The Circumcision and Name of Jesus was not for Him; it was for you.  It’s for you every day of your life as a Christian.  St. Paul writes, “11 In him also you were circumcised with a circumcision made without hands, by putting off the body of the flesh, by the circumcision of Christ, 12 having been buried with him in baptism, in which you were also raised with him through faith in the powerful working of God, who raised him from the dead.”[5]   His circumcision was your circumcision—the putting off of the sinful flesh.  His death was your death.  This is your Baptism.  This is where God put His Name on you—the Name of the Father, the Son, and the Holy Spirit.  He put on you the Name of Jesus, the Lord saves.

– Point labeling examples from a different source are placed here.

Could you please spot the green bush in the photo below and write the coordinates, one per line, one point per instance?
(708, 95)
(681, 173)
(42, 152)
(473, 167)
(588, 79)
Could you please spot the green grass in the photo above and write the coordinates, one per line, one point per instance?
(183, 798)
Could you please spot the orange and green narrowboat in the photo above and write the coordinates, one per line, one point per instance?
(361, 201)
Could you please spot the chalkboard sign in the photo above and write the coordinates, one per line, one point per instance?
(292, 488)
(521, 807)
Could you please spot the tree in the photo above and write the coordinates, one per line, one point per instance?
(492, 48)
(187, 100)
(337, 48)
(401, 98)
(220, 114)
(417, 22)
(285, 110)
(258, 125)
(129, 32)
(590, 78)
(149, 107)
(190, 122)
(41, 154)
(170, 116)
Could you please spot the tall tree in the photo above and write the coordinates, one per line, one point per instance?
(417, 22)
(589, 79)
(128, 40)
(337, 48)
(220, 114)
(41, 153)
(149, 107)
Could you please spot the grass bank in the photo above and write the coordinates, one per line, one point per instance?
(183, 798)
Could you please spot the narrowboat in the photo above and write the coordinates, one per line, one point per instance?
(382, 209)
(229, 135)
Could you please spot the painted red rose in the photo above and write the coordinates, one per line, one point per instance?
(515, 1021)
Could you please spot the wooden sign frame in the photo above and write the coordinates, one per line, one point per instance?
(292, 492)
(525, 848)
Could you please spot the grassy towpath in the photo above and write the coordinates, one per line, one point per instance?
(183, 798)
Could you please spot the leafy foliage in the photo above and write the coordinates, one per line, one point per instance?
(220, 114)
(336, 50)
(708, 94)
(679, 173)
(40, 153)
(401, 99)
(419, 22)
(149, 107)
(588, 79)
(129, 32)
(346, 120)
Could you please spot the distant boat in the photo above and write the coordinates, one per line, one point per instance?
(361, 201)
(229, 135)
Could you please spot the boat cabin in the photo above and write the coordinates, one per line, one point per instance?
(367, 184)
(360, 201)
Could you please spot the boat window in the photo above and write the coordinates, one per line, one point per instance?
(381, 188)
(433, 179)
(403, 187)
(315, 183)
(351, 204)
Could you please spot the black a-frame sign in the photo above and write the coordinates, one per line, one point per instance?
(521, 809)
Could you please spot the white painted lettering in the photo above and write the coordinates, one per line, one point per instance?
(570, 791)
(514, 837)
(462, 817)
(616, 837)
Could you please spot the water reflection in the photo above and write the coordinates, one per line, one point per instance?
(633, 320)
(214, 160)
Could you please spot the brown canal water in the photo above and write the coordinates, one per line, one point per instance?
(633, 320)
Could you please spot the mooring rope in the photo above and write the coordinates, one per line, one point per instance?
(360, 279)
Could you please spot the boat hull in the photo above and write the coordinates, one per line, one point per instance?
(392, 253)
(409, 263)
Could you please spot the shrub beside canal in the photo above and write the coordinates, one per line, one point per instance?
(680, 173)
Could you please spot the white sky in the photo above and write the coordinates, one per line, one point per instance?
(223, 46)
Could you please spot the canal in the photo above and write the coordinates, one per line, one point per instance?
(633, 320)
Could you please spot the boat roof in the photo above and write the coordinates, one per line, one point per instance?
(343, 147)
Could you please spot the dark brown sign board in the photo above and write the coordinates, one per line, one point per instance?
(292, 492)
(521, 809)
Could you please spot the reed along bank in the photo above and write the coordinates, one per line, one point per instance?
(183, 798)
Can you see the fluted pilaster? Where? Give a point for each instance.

As everyone is talking about new years’ resolutions and how things are going to be different in 2017, it’s fitting for us to focus on this Eighth Day after Christmas. It’s our new beginning.  It’s our movement from death into life, from the old into the new.  But it doesn’t just happen once a year.  It’s the newness of life every time we turn from our sins and walk in the resurrected and holy life of Jesus.  Yes, have a happy new year, but even better, have a blessed new life in the Name of Jesus!  Amen.
[1] Genesis 12:3, Genesis 17:1-12
[2] Looking back through the eyes of the Promise Fulfilled, it makes sense why circumcision involved cutting in that part of the male body.  It was as if to say, No, O sinful man, it will not by your own effort that God’s promise will be fulfilled. (John 1:13)  No matter what you think you can achieve with that part of your anatomy, all you can do is bring forth more sinners who need God’s promised Offspring.